For Beginners: This is like clicking "Save As" in a document editor. Instead of manually calling Serialize() and then writing to a file, this method does both steps for you.
Exceptions
- IOException
Thrown when an I/O error occurs while writing to the file.
- UnauthorizedAccessException
Thrown when the caller does not have the required permission to write to the specified file path.
Serialize()
Converts the current state of a machine learning model into a binary format.
public abstract byte[] Serialize()
Returns
- byte[]
A byte array containing the serialized model data.
Remarks
This method captures all the essential information about a trained model and converts it into a sequence of bytes that can be stored or transmitted.
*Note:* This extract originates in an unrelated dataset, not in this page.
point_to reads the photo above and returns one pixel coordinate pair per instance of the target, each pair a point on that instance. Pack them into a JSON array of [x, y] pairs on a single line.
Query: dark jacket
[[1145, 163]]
For Beginners: This is like exporting your work to a file.
When you call this method:
- The model's current state (all its learned patterns and parameters) is captured
- This information is converted into a compact binary format (bytes)
- You can then save these bytes to a file, database, or send them over a network
For example:
- After training a model to recognize cats vs. dogs in images
- You can serialize the model to save all its learned knowledge
- Later, you can use this saved data to recreate the model exactly as it was
- The recreated model will make the same predictions as the original
Think of it like taking a snapshot of your model's brain at a specific moment in time.
ShouldEarlyStop()
Determines whether the optimization process should stop early.
public virtual bool ShouldEarlyStop()
Returns
- bool
True if the optimization process should stop early; otherwise, false.
Remarks
Early stopping is a technique to prevent overfitting by stopping the optimization process before it completes all iterations if certain conditions are met.
For Beginners: This is like knowing when to stop cooking - if the model is "done" (trained well enough), this method says "stop now" instead of continuing unnecessarily.
Common reasons for early stopping include:
- The model's performance isn't improving anymore
- The model's performance on validation data is getting worse (overfitting)
- The changes in parameters are becoming very small (convergence)
Early stopping helps:
- Save computation time
- Prevent the model from becoming too specialized to the training data
- Produce models that generalize better to new data
SynchronizeOptimizerState()
Synchronizes optimizer state (like momentum buffers) across all processes.
public abstract void SynchronizeOptimizerState()
Remarks
For Beginners: Some optimizers (like Adam) keep track of past gradients to make smarter updates. This method makes sure all processes have the same optimizer state, so they stay coordinated. It's like making sure all team members are reading from the same playbook.
SynchronizeParameters(IFullModel<T, TInput, TOutput>?)
Synchronizes model parameters across all processes using AllReduce with averaging.
protected virtual void SynchronizeParameters(IFullModel<T, TInput, TOutput>? model)
Parameters
modelIFullModel<T, TInput, TOutput>The model whose parameters to synchronize
Remarks
This method averages parameters across all processes, ensuring consistency. It's called after optimization steps to keep all processes synchronized.
For Beginners: After each process updates its model, we need to make sure everyone has the same parameters.
This method averages the parameters from all processes. For example, if GPU 0 calculated parameter value 1.0 and GPU 1 calculated 1.2, after sync both will have 1.1 (the average).